Nassau County general obligation bonds that mature in 2020 and have a 5 percent coupon went in the opposite direction. The issues traded on March 9 at a 3.121 percent yield, up from a yield of 2.944 percent on December 29, 2011.
Like a proposed lease of Nassau's sewer authority, some other public-private partnerships have face criticism.
Chicago embarked on the nation's first mega public-private partnership in 2005, capturing $1.83 billion for leasing its Skyway commuter toll bridge to Indiana. But critics say the deal failed to give the city the extra toll revenue the operators could win and that the 99-year lease was much too long.

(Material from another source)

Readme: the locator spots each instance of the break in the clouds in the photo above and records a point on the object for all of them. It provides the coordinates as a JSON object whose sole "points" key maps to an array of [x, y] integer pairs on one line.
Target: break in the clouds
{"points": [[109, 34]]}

Concerns that private companies would be enriched at the expense of taxpayers killed Turnpike privatization plans in New Jersey and Pennsylvania. A Texas plan to join fast-growing cities with toll roads, railroads and utility lines died due to opposition from ranchers, environmentalists and legislators.
Credit agencies prefer public-private partnerships mainly for building new roads, bridges and other projects, instead of leasing existing assets, because this shifts the risk of cost over-runs or failure to private companies from taxpayers.